If a person has been committed, detained, imprisoned, or restrained of his liberty, under any color or pretense whatever, civil or criminal, and if upon application made in good faith to the court or judge thereof, having jurisdiction, for a writ of habeas corpus, it is satisfactorily shown that the person is without means to prosecute the proceeding, the court or judge shall appoint counsel for the indigent person pursuant to chapter 23A-40. Such counsel fees or expenses shall be a charge against and be paid by the county from which the person was committed, or for which the person is held as determined by the court.

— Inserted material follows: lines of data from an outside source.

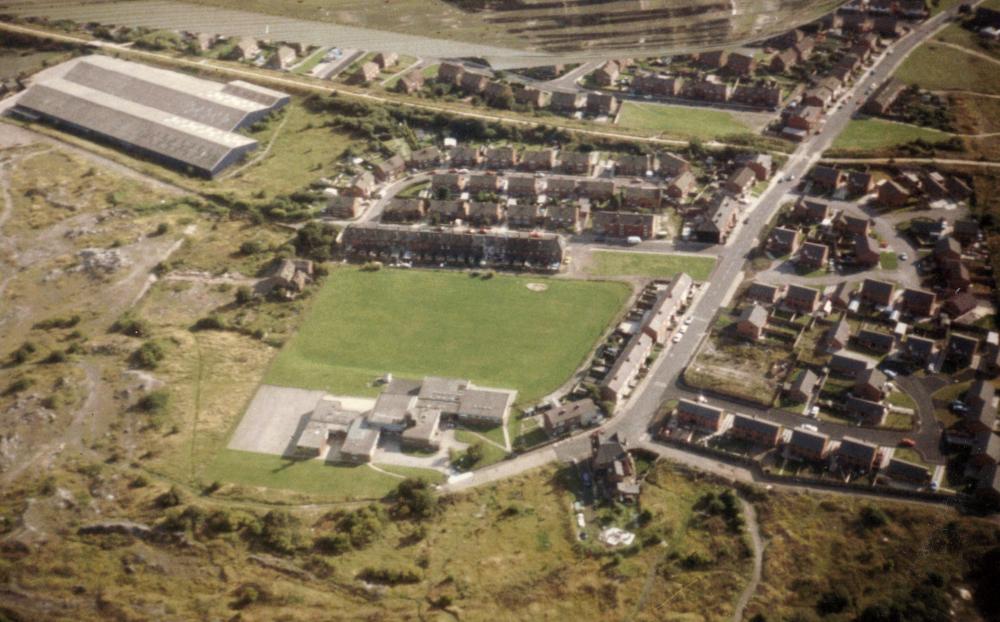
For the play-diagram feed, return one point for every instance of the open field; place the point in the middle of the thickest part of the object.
(942, 68)
(877, 134)
(496, 332)
(680, 121)
(656, 265)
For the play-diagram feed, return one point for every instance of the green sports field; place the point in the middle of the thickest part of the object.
(496, 332)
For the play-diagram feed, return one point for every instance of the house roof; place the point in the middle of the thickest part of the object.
(844, 361)
(865, 408)
(878, 339)
(805, 382)
(918, 298)
(701, 411)
(570, 411)
(166, 113)
(857, 449)
(755, 314)
(742, 177)
(840, 332)
(814, 253)
(880, 291)
(987, 444)
(784, 236)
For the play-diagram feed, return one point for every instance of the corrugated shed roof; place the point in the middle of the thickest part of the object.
(181, 139)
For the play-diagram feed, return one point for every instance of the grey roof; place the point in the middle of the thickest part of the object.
(763, 292)
(857, 449)
(799, 292)
(570, 411)
(391, 408)
(876, 338)
(877, 290)
(839, 332)
(609, 449)
(981, 391)
(710, 414)
(753, 424)
(182, 140)
(844, 361)
(755, 314)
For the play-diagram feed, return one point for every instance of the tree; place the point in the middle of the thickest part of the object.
(414, 499)
(316, 241)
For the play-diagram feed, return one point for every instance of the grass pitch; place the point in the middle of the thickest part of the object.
(680, 121)
(497, 332)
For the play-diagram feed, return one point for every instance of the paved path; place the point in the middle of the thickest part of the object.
(753, 528)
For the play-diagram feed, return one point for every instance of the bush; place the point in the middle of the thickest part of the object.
(171, 498)
(244, 295)
(21, 384)
(316, 241)
(23, 353)
(389, 576)
(211, 322)
(335, 544)
(149, 355)
(56, 356)
(252, 247)
(414, 499)
(154, 403)
(873, 517)
(131, 326)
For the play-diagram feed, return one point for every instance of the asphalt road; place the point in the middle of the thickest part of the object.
(634, 419)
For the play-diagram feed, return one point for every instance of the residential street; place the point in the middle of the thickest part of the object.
(661, 382)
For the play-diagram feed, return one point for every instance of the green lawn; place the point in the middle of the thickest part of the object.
(307, 65)
(888, 261)
(496, 332)
(680, 121)
(310, 476)
(876, 134)
(661, 265)
(940, 68)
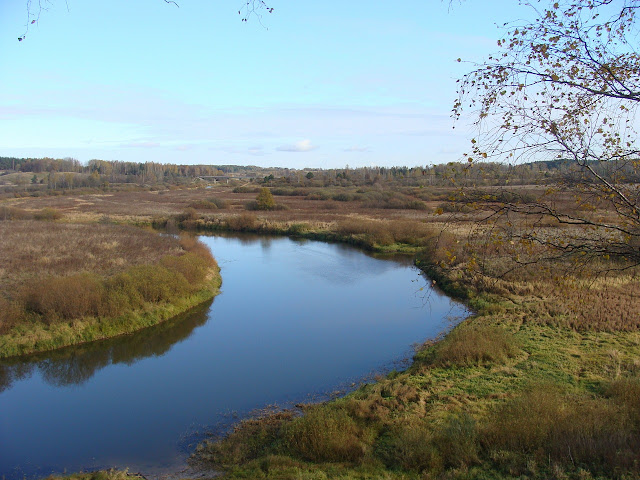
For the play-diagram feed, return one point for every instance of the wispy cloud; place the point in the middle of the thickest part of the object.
(257, 151)
(301, 146)
(140, 145)
(357, 149)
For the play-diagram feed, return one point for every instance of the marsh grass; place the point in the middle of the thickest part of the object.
(46, 312)
(473, 344)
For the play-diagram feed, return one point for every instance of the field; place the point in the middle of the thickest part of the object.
(542, 382)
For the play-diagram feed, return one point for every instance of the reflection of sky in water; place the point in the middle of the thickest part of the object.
(294, 318)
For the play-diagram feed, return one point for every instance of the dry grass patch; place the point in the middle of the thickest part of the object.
(30, 249)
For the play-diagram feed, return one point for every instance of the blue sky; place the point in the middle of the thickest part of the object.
(313, 84)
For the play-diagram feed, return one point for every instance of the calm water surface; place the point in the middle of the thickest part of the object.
(295, 320)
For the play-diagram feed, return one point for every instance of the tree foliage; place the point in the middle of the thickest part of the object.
(565, 86)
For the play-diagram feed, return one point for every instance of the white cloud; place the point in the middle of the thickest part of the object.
(301, 146)
(357, 149)
(140, 145)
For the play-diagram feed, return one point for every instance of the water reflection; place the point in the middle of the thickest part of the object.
(77, 364)
(294, 318)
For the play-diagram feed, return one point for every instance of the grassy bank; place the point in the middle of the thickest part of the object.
(154, 278)
(543, 381)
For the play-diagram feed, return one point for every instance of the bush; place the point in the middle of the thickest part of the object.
(11, 313)
(249, 440)
(64, 298)
(409, 447)
(419, 446)
(48, 214)
(544, 424)
(392, 200)
(244, 222)
(324, 434)
(12, 213)
(265, 200)
(189, 265)
(472, 344)
(244, 189)
(156, 284)
(210, 204)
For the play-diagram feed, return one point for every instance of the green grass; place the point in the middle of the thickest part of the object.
(39, 337)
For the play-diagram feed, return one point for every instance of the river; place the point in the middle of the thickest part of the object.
(295, 321)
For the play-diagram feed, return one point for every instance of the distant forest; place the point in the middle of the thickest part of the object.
(69, 173)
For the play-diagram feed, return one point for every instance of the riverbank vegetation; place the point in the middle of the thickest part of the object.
(65, 284)
(541, 382)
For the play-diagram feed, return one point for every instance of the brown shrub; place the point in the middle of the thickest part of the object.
(325, 434)
(11, 313)
(249, 440)
(64, 298)
(189, 265)
(243, 222)
(49, 214)
(544, 424)
(473, 344)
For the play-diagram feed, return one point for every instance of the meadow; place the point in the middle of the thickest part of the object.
(543, 381)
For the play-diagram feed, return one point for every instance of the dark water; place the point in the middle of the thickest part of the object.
(295, 320)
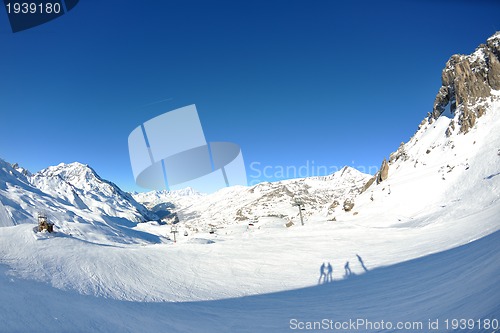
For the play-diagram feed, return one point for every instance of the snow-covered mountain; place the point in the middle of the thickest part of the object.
(76, 200)
(319, 196)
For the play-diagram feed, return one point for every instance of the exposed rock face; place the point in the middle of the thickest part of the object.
(468, 80)
(383, 173)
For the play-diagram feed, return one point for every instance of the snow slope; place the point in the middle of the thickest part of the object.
(459, 283)
(428, 250)
(421, 245)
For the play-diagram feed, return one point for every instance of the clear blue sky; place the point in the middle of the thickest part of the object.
(334, 82)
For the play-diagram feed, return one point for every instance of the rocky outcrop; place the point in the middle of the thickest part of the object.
(383, 173)
(468, 80)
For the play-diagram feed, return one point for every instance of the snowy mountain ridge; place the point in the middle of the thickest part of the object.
(76, 200)
(420, 241)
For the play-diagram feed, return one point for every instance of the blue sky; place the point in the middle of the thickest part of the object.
(292, 82)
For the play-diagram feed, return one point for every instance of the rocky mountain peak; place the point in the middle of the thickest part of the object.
(467, 84)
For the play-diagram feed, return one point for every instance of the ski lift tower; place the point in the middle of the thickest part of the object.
(174, 230)
(44, 224)
(299, 204)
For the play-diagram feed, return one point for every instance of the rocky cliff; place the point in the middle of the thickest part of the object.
(467, 84)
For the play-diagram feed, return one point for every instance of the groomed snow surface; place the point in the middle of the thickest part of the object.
(426, 248)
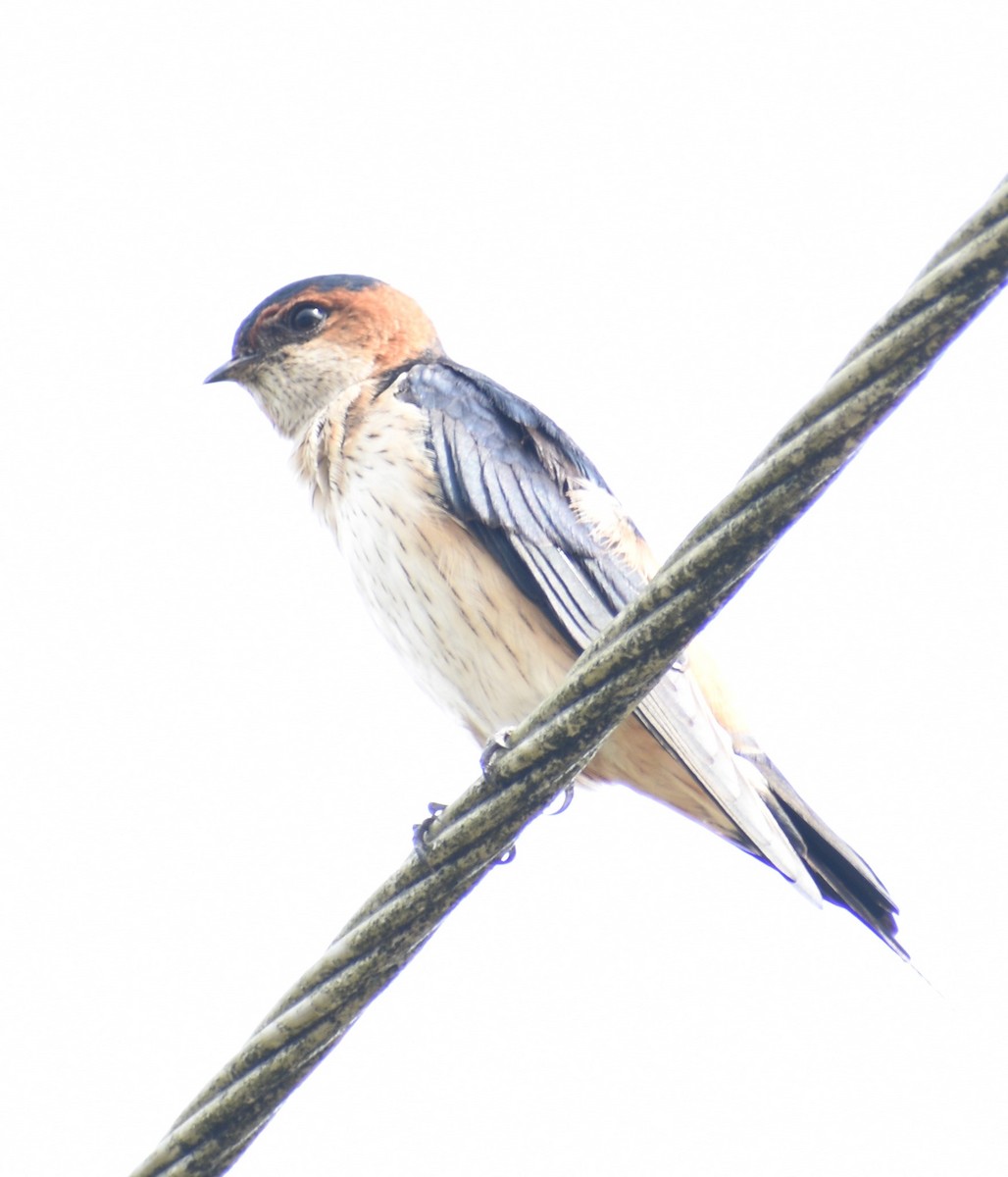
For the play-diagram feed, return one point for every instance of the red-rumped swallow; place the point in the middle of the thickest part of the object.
(490, 552)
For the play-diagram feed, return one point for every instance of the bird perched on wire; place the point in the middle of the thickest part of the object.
(490, 552)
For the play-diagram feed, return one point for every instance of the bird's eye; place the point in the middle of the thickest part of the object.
(305, 318)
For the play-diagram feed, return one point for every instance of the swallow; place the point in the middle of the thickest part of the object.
(490, 552)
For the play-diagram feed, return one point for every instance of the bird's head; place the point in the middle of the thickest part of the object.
(313, 340)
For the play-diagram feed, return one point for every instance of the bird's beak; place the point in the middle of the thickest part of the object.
(231, 370)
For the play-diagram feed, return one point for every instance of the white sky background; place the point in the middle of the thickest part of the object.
(666, 224)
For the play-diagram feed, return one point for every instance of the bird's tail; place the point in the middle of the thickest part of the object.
(841, 875)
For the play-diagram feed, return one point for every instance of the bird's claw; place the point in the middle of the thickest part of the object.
(568, 795)
(423, 829)
(498, 742)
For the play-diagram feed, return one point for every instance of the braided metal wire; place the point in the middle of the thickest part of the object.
(547, 751)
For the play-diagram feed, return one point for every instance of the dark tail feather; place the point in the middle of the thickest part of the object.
(843, 877)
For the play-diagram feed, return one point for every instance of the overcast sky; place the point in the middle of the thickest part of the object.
(666, 224)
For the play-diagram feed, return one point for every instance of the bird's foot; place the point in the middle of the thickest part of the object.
(568, 795)
(498, 742)
(420, 831)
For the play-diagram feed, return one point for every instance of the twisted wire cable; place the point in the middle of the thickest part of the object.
(544, 753)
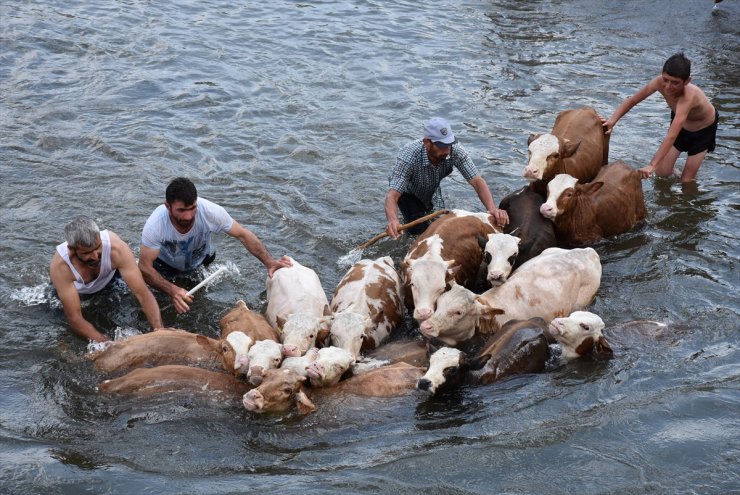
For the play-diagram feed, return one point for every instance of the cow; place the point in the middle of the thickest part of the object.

Payment of all such fees or expenses shall be made only upon written order of the court or judge issuing the writ.

. SDCL 23A-40-7 provides in relevant part:

The board of county commissioners of each county and the governing body of any municipality shall provide for the representation of indigent persons described in § 23A-40-6. They shall provide this representation by any or all of the following:
(1) Establishing and maintaining an office of a public defender;
(2) Arranging with the courts in the county to appoint attorneys on an equitable basis through a systematic, coordinated plan; or
(3) Contracting with any attorney licensed to practice law in this state.

*671in those counties which have established an office of public defender, any proceedings after judgment may be assigned to the public defender.